A.D. was invented in 525 A.D. by Dionysius Exiguus.
... Latin for “in the year of the Lord,” it means that the number that goes with it is the number of years since the birth of Jesus Christ. For example, it is now 2006 A.D.
Those last two are particularly good as the blog post they come from tries to put on an air of intelligence (though I'm sure I do that), even pointing out the literal translation only to show that the writer doesn't really understand it. Now, I don't mind people getting it wrong in conversation, but I really hate seeing it in print, especially in anything dealing with history - like at the beginning of a "historical" movie (in Monty Python and the Holy Grail I forgive them because they're silly) - this is similar to my thing against Irish pipes in Scottish movies, but anyway....

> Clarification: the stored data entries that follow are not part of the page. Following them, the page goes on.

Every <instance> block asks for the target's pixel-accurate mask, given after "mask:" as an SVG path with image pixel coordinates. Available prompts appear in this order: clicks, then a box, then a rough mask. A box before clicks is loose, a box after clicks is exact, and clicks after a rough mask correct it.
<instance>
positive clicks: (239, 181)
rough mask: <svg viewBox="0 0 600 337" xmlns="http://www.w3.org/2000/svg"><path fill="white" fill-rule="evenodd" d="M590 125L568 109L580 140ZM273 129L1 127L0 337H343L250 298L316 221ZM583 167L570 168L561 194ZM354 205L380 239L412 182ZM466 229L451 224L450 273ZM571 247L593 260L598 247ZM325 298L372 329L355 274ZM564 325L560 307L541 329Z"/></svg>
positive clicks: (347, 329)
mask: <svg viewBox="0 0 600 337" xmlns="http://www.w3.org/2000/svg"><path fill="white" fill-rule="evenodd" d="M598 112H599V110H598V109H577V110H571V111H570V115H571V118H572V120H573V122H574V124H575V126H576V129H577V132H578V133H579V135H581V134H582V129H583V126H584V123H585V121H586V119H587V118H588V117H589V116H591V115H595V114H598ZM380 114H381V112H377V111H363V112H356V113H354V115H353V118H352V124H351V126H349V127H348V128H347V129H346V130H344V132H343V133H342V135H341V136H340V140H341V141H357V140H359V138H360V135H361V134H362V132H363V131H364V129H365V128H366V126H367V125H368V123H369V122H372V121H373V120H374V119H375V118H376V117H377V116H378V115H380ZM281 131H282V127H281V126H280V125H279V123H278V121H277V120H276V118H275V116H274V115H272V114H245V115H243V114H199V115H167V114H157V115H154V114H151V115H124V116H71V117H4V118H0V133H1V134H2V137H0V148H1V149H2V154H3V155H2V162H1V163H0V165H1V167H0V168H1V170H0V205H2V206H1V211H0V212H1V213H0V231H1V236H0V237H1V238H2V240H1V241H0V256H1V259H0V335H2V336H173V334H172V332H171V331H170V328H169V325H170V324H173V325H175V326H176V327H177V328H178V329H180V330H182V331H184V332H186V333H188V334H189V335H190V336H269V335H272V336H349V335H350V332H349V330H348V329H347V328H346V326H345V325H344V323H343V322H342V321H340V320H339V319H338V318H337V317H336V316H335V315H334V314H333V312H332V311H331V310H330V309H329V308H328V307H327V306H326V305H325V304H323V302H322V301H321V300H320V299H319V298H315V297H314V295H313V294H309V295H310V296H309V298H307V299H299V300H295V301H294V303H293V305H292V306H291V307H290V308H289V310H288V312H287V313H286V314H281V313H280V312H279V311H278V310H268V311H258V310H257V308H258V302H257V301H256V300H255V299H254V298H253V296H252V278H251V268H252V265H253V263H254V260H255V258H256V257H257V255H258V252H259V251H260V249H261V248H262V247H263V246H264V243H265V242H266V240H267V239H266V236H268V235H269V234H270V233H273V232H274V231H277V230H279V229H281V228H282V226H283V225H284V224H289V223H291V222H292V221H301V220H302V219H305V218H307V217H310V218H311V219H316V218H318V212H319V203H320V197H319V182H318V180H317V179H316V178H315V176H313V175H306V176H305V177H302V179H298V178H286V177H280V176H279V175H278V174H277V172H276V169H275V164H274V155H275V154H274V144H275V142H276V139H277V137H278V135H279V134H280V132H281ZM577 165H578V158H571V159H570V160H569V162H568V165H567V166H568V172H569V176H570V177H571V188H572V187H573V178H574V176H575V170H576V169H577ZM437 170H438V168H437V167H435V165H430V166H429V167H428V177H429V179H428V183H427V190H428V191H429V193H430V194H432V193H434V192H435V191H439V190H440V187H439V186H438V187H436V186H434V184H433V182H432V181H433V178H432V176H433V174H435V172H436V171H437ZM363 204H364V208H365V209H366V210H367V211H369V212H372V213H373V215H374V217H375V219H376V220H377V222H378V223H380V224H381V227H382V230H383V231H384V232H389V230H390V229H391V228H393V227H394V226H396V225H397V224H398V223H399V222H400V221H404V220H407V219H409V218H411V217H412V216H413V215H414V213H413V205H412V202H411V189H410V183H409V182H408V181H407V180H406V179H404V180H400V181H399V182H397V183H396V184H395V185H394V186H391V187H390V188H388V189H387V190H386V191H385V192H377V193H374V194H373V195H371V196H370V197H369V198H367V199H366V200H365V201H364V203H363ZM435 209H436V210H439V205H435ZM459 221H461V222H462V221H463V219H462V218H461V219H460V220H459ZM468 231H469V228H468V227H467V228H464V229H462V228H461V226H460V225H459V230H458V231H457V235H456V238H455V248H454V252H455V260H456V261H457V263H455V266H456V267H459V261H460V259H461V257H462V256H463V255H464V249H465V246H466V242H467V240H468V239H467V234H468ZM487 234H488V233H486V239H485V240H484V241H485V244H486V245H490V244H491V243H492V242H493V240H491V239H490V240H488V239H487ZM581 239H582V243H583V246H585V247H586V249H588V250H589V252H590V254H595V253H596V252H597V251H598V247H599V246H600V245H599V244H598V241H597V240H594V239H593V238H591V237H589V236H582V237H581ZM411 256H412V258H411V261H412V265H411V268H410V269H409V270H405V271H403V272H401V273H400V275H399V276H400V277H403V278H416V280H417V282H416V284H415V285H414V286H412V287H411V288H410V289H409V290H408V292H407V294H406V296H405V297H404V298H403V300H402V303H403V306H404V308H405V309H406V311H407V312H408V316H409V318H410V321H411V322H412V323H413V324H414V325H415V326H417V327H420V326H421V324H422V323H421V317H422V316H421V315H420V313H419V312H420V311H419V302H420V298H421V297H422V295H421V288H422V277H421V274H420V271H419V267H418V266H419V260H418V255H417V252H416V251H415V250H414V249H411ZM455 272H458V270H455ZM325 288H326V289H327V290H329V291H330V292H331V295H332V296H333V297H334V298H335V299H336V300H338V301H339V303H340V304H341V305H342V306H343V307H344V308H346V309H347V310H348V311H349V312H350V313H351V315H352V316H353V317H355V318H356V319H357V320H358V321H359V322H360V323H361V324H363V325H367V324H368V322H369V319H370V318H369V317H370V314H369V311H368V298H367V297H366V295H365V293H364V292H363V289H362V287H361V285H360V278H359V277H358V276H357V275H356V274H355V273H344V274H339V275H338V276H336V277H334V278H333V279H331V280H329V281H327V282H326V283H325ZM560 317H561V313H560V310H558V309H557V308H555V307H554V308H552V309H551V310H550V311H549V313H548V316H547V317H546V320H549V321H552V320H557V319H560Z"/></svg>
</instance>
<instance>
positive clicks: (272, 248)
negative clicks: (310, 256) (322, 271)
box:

I ain't no grammarian, but I suppose when people wrote in Latin this happened a lot, and I would say it was because Latin word order was loose and one could go around saying things backward and still be correct: "on the first of the Lord of October in the year 2007 my homework ate my dog." It's maybe better to use B.C.E. ("before the common era") and C.E. ("of the common era") if you don't care about the order and want things simple, but I'm not pushing that - I just wish people remember what abbreviations stand for when they write them.

2 comments:

Richard said...

You think the use of A.D. is bad, but the AM PM usage is worse. People fail to notice that 12 AM is the same time as 12 PM and even that 12 M is noon and not midnight. Therefore I suggest that noon and midnight be used more, to avoid confusion.

In a similar vein, I recommend that dates use alphabetic abbreviations for the month to avoid problems like 12/5/08 which is ambiguous as to the day, the month, and the year.

The only unambiguous temperature, incidentally is minus 40. Why?

Dan P. Carr said...

Thanks for that - I never thought about A.M./P.M. (see how my intellectual fa├žade is flimsy). Maybe we should use military time, avoiding post and ante, meridies not midnight - my head will explode! As far as dates are concerned, I selfishly exempt myself. But it is a problem when you see something like 07/06/05, perhaps on a European web page, and you can't tell anything more from the context.

Well, -40°F and C are the same.... I always wonder why TV weatherpeople dramatize the temperature going "below zero" (around -18°C) as it has no real significance. (Would a Canadian put emphasis on the temperature hitting -18°?) Same when we hear "temperatures will break the 100° mark today!"